Diese Tour wollte ich schon lange fahren, war sie doch mit einem kompetitiven Wettkampfkalender kaum vereinbar. Umso mehr freute ich mich, dass es am 19. Juni endlich soweit war. Sozusagen eine Befreiungsfahrt.
Inspiriert wurde ich von der offiziellen Allgäu-Radrunde. Das Ziel waren dennoch 400 Kilometer.
Nach der Benefizfahrt nach Freiburg (2021 über 337 km / 2.400 D+) und der letztjährigen Alpenüberquerung zum Molvenosee (327 km / 2.800 D+) wollte ich herausfinden, was 400 Kilometer mit einem machen können. 😊
Der Mensch plant. Und Gott lacht.
Dass ich die Belastung grundsätzlich bewältigen kann, daran hatte ich keinen Zweifel. Entscheidend bei solchen Aktionen sind die Verpflegung und der Kopf. Irgendwann ist es nur noch der Kopf.

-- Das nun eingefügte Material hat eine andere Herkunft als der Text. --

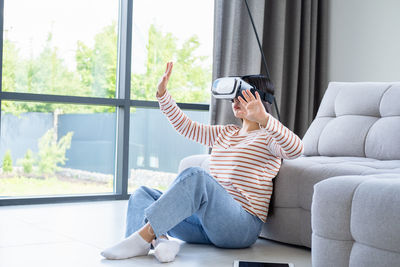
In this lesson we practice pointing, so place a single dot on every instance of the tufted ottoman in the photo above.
(356, 221)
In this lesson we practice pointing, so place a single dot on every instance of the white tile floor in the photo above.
(73, 234)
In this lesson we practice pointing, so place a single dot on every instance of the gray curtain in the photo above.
(236, 52)
(293, 34)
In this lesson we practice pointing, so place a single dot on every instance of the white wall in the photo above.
(364, 40)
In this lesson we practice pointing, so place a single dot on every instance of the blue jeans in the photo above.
(195, 209)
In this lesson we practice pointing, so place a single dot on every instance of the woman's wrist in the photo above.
(264, 120)
(158, 94)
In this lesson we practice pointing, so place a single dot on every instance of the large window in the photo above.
(79, 117)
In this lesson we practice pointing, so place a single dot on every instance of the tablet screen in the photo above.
(261, 264)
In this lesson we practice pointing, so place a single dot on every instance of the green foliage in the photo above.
(52, 152)
(7, 162)
(95, 73)
(190, 78)
(27, 161)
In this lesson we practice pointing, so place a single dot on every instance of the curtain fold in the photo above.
(294, 40)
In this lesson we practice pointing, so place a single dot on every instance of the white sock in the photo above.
(165, 250)
(132, 246)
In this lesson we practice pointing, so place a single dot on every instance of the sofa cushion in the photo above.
(296, 178)
(356, 221)
(358, 120)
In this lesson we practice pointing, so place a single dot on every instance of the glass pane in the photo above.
(156, 148)
(56, 149)
(60, 47)
(177, 30)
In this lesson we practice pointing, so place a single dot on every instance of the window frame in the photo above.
(121, 102)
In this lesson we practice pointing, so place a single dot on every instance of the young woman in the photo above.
(226, 207)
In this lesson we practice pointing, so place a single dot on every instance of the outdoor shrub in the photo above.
(7, 162)
(52, 152)
(27, 161)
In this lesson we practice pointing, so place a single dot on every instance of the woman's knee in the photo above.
(193, 174)
(145, 192)
(235, 243)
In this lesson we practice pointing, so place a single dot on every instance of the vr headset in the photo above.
(232, 87)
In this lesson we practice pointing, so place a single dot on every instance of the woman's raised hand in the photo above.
(162, 84)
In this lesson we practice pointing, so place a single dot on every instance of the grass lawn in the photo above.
(23, 186)
(17, 183)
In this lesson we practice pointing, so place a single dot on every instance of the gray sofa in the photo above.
(355, 142)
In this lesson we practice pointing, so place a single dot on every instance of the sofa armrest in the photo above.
(201, 160)
(356, 221)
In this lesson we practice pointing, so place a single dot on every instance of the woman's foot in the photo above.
(165, 250)
(132, 246)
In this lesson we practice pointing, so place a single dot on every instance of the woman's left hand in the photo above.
(253, 108)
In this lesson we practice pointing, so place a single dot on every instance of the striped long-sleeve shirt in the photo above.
(243, 164)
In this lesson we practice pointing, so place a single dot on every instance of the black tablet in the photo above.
(240, 263)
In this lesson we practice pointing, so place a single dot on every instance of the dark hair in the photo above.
(263, 83)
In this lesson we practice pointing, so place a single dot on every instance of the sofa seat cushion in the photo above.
(296, 179)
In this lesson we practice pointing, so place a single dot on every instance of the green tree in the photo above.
(27, 161)
(7, 162)
(190, 80)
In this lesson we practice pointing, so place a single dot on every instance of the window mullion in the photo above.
(123, 92)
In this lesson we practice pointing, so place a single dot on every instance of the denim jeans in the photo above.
(195, 209)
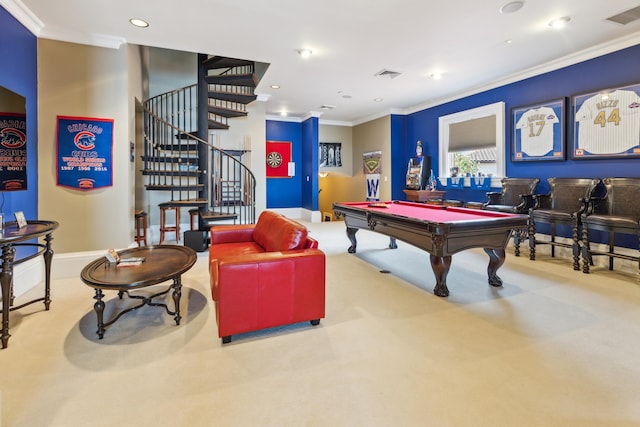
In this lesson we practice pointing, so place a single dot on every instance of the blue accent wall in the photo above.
(286, 192)
(19, 73)
(310, 161)
(608, 71)
(296, 191)
(399, 147)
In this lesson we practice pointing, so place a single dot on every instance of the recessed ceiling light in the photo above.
(559, 22)
(514, 6)
(139, 23)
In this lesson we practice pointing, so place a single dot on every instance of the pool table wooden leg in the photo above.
(440, 266)
(496, 259)
(351, 234)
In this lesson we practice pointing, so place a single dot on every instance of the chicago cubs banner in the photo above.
(85, 152)
(13, 151)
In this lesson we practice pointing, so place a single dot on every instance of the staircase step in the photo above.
(182, 160)
(158, 187)
(176, 173)
(213, 124)
(211, 216)
(240, 98)
(226, 112)
(198, 203)
(216, 62)
(247, 80)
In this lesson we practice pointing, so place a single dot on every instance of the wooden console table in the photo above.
(423, 195)
(10, 238)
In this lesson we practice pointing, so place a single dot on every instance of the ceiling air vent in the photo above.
(625, 17)
(387, 73)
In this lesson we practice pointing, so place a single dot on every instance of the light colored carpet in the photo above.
(552, 347)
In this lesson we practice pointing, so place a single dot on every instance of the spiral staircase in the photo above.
(178, 158)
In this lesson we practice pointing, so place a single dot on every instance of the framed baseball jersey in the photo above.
(607, 123)
(538, 131)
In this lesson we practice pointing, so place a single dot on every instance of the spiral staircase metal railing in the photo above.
(178, 159)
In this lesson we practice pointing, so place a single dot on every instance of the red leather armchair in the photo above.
(265, 275)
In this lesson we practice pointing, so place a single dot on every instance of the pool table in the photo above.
(441, 231)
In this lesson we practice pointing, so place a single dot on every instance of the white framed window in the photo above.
(472, 133)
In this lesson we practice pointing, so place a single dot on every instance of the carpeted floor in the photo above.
(552, 347)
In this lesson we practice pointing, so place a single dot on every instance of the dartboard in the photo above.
(274, 159)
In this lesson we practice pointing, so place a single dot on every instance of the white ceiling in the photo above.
(351, 41)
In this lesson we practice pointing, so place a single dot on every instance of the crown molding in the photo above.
(24, 15)
(91, 39)
(565, 61)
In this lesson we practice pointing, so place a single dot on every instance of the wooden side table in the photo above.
(11, 237)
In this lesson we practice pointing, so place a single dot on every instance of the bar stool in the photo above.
(193, 218)
(140, 217)
(164, 228)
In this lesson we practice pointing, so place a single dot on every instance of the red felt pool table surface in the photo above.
(440, 231)
(433, 213)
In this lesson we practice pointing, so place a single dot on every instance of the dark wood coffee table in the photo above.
(162, 263)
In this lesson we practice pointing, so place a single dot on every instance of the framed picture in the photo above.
(538, 131)
(606, 123)
(20, 219)
(330, 154)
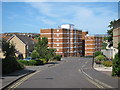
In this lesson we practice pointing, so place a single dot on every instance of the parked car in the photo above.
(28, 58)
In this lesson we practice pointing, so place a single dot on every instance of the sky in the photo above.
(30, 17)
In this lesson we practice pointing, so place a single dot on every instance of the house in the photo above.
(23, 44)
(3, 37)
(66, 39)
(116, 36)
(116, 33)
(92, 44)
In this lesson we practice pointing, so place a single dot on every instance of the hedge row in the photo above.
(31, 62)
(10, 64)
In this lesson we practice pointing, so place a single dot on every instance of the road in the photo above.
(68, 74)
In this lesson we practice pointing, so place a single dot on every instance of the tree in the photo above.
(110, 33)
(97, 53)
(9, 63)
(34, 54)
(116, 63)
(8, 49)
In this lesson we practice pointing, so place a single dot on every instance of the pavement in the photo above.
(95, 74)
(11, 78)
(103, 69)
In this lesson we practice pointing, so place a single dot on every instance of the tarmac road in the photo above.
(71, 73)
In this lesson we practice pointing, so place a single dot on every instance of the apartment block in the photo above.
(116, 33)
(93, 44)
(66, 40)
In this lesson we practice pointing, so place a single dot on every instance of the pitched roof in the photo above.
(25, 39)
(4, 37)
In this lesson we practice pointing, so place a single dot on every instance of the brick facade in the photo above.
(68, 42)
(92, 44)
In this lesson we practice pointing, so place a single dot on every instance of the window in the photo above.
(57, 30)
(57, 34)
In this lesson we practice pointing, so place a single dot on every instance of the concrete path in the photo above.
(13, 77)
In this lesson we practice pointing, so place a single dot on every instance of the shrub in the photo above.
(97, 53)
(107, 63)
(10, 64)
(100, 58)
(58, 57)
(34, 54)
(29, 63)
(116, 66)
(44, 61)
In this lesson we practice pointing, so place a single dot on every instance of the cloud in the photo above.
(44, 8)
(45, 20)
(87, 18)
(60, 0)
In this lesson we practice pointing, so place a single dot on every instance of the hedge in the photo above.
(10, 64)
(31, 62)
(97, 53)
(58, 57)
(107, 63)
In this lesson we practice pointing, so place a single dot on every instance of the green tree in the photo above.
(34, 54)
(110, 33)
(9, 63)
(36, 36)
(8, 49)
(97, 53)
(116, 63)
(104, 45)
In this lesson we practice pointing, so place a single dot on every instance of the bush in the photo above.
(29, 63)
(100, 58)
(116, 66)
(10, 64)
(97, 53)
(34, 54)
(107, 63)
(44, 61)
(58, 57)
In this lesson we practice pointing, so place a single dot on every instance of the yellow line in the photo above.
(21, 81)
(94, 83)
(91, 81)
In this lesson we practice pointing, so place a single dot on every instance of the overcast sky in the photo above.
(33, 16)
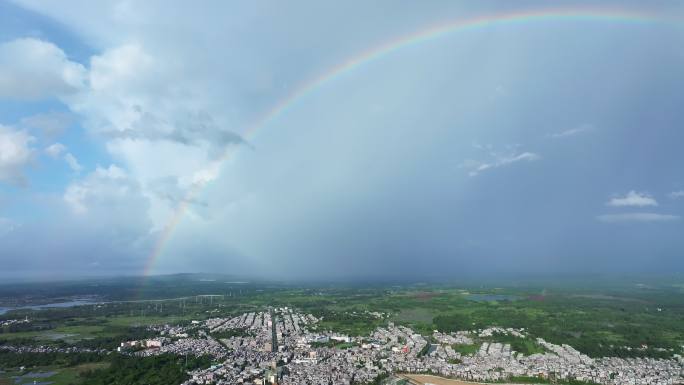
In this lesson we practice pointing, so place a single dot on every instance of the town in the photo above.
(283, 346)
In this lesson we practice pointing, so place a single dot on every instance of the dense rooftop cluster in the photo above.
(281, 346)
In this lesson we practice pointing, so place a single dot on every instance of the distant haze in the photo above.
(547, 146)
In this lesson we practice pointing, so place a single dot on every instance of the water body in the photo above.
(492, 297)
(76, 302)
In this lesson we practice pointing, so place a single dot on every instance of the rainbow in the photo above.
(375, 53)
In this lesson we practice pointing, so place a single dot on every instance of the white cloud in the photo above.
(637, 217)
(477, 167)
(15, 154)
(73, 162)
(676, 194)
(103, 188)
(50, 124)
(632, 199)
(573, 131)
(33, 69)
(55, 150)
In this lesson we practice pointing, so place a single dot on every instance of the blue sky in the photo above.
(541, 147)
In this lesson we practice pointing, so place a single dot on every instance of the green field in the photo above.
(599, 318)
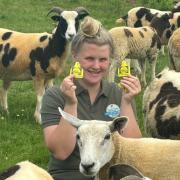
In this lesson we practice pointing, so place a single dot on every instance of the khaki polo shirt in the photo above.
(102, 109)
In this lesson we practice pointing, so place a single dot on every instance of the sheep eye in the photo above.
(107, 136)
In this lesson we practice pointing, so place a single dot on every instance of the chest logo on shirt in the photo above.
(112, 111)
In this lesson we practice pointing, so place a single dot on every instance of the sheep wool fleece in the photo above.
(104, 108)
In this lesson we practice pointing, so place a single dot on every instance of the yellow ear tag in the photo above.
(123, 70)
(77, 71)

Bewusst nahe der Sommersonnenwende gewählt, startete ich meinen Garmin um 02:30 Uhr. Die ersten eineinhalb Stunden verliefen in kompletter Dunkelheit. Nichts Neues, aber trotzdem jedes Mal ein wenig spooky.
Leere Straßen. Stille. Die Dämmerung, vor allem aber der Sonnenaufgang knapp zwei Stunden später, entschädigen für alles und begeistern mich immer wieder aufs Neue.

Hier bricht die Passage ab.